As for the mechanics of how a 4-day work week works at a place like Qwick, the idea is that employees get the same amount of work done in four days as they would normally complete in five, Kekic said. Most employees take off Friday, but some work on a rolling schedule that starts on Thursday.

So far, productivity hasn't diminished for their employees, Kekic said. Salaries also haven't been cut — going against other companies' that have offered 80% of original salaries for working 4-day weeks.

For Qwick, the decision to make the switch was almost a necessity born out of a period of extreme burnout for its employees.

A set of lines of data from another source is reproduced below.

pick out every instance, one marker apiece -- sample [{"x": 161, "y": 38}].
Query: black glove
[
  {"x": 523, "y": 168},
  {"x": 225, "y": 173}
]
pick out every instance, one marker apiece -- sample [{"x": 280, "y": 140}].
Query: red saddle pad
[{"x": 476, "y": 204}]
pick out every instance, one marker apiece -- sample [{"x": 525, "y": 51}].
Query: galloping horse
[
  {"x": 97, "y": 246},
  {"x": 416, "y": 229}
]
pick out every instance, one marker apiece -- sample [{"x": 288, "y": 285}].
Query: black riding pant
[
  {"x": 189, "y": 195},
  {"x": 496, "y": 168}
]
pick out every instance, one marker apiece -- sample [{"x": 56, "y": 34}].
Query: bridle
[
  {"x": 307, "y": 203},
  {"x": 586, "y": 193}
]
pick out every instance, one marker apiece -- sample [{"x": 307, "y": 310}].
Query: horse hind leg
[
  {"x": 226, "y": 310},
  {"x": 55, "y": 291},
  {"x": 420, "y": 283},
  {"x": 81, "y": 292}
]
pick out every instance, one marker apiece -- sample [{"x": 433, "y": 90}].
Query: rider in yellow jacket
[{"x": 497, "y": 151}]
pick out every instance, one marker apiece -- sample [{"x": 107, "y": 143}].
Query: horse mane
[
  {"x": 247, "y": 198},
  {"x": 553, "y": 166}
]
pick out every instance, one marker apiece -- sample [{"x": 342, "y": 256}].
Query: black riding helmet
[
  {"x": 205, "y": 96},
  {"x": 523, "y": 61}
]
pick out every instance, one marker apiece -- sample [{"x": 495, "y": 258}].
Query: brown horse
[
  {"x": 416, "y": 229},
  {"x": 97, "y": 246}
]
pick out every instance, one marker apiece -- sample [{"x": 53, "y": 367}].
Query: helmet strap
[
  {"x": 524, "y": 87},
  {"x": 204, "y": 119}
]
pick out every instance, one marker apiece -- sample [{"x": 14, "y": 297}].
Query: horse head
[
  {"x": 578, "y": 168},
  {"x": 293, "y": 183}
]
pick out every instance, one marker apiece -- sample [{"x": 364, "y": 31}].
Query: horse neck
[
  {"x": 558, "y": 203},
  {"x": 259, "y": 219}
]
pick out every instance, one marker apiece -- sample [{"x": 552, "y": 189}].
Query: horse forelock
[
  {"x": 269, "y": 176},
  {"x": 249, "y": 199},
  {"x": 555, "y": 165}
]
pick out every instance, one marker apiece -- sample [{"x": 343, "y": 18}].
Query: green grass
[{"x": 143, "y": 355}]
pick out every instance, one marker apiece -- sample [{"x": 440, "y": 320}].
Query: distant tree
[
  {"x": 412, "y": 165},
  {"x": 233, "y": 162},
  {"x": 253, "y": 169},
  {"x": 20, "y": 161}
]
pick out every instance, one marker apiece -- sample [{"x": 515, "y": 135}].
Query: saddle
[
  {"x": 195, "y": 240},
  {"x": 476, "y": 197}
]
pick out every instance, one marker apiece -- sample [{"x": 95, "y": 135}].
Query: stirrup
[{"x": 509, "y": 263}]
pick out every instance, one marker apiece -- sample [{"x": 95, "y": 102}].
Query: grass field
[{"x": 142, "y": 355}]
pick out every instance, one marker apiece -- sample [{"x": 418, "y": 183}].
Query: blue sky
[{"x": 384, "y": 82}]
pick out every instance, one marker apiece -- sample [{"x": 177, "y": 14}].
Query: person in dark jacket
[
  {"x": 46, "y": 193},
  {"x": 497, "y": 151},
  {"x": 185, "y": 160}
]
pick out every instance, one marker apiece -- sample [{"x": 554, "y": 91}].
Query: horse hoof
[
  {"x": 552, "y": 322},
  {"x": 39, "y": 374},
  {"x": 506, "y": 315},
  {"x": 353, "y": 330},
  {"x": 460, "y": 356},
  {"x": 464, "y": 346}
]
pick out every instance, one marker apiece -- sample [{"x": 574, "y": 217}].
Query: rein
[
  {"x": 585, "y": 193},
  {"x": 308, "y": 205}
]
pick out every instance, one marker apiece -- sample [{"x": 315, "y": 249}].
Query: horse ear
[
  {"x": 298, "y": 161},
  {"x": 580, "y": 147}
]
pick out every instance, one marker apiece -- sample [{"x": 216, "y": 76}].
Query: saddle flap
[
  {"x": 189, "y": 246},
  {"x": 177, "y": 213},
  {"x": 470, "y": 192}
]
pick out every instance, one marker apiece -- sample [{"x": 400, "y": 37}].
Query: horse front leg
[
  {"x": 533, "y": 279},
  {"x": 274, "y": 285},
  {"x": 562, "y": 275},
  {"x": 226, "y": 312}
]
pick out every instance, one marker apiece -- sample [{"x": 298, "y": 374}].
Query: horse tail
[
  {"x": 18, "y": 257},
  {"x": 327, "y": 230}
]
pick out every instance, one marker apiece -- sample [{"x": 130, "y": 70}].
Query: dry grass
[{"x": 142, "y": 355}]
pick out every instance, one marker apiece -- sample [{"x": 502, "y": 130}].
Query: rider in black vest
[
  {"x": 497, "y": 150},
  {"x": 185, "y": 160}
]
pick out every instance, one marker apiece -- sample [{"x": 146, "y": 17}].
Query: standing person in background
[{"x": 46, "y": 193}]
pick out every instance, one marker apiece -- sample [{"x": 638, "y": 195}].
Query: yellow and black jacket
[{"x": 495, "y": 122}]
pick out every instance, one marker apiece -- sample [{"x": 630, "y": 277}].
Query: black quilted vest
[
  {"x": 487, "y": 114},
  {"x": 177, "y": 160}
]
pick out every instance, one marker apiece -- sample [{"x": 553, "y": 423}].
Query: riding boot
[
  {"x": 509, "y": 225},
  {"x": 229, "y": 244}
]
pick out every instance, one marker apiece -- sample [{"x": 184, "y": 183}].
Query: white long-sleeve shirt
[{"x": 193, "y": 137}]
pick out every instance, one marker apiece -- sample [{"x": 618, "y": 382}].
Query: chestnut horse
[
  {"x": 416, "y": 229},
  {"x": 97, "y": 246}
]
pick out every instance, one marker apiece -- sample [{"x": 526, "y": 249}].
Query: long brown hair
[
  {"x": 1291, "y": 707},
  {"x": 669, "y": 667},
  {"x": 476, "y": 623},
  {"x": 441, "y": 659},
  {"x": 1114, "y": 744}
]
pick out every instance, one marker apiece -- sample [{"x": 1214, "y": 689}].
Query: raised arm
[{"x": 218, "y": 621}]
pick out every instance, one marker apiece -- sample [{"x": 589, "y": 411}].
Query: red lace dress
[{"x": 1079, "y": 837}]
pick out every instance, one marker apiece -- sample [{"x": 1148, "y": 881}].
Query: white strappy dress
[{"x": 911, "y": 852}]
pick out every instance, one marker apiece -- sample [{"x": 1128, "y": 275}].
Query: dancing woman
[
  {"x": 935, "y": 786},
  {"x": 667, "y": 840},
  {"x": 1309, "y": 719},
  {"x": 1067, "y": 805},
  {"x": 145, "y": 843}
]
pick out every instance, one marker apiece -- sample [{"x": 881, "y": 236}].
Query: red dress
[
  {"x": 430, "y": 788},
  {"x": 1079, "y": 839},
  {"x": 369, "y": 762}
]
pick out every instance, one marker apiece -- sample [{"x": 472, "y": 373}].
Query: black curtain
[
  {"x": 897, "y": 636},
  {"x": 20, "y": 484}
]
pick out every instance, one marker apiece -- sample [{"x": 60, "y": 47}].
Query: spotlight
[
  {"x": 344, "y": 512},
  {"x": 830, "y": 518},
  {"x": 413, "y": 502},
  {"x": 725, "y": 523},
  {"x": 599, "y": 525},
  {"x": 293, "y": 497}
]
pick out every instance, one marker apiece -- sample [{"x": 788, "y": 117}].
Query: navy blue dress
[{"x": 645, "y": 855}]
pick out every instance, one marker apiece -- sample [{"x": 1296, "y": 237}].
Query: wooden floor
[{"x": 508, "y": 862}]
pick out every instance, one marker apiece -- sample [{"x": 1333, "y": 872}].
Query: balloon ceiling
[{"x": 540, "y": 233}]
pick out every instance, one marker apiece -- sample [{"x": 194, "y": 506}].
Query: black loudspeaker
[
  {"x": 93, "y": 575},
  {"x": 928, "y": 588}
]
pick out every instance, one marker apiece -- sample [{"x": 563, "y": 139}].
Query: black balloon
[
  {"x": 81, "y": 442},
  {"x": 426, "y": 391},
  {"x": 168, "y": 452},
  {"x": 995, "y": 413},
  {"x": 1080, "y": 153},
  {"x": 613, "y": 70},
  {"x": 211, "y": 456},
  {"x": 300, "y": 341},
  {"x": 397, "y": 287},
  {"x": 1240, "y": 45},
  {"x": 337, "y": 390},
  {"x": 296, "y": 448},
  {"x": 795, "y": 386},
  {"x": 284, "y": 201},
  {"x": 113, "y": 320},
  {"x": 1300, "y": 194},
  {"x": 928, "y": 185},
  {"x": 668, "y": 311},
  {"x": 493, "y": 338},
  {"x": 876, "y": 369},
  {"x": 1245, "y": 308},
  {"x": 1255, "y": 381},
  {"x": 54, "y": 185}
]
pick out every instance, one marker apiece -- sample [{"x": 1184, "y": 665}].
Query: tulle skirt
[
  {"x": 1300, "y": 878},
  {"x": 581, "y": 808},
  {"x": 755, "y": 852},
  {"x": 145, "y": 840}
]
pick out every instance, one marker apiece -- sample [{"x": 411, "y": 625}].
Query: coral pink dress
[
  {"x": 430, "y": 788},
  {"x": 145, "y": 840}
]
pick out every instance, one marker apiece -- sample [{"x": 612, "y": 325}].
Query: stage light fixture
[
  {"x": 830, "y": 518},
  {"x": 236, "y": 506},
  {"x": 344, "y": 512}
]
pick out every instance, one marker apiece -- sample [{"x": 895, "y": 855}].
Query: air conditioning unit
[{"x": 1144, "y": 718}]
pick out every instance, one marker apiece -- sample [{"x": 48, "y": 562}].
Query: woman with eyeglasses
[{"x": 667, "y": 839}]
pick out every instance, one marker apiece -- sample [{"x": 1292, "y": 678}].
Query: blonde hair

When the pandemic hit in 2020, Qwick saw its revenue drop nearly 80% overnight, Kekic said, which led the company to lay off about 65% of its team. Then in February of 2021, when Qwick was down to just a "skeleton team," revenue suddenly turned around.

"We had this sudden light switch in particular markets that we serve where things turned back on," Kekic said, "and suddenly we were doing three times the revenue we had ever done previously with a third of the team that we had originally."

"A marathon of sprints" ensued among Qwick's team to latch onto this sudden turnaround, Kekic said. Employees were working harder than ever, and with a "skeleton team," no less. To aid the company's growth, Qwick weighed the option of piloting a 4-day work week. It was a solution to alleviate burnout many employees were facing and to hopefully sustain the company's growth in the long-run.

The company started hiring and growing again — and the 4-day work week has fueled that momentum. After announcing its four-day work week trial, Kekic said Qwick saw a 230% increase in job applications. Anecdotally, Kekic said she believes Qwick has also seen more high-quality talent coming to the organization since the switch

Whether Qwick will stick with the 4-day work week once the trial runs out in June hasn't been set in stone yet. But Kekic said, after over a year of trying out the 4-day work week and seeing its benefits, it would be hard for the company to revert back.

"It would be really hard for us to go back to exactly the way we did things before," Kekic said. "Our eyes have been opened and we realize there are other ways that you can accomplish great things as a company that don't have to be within the traditional five days."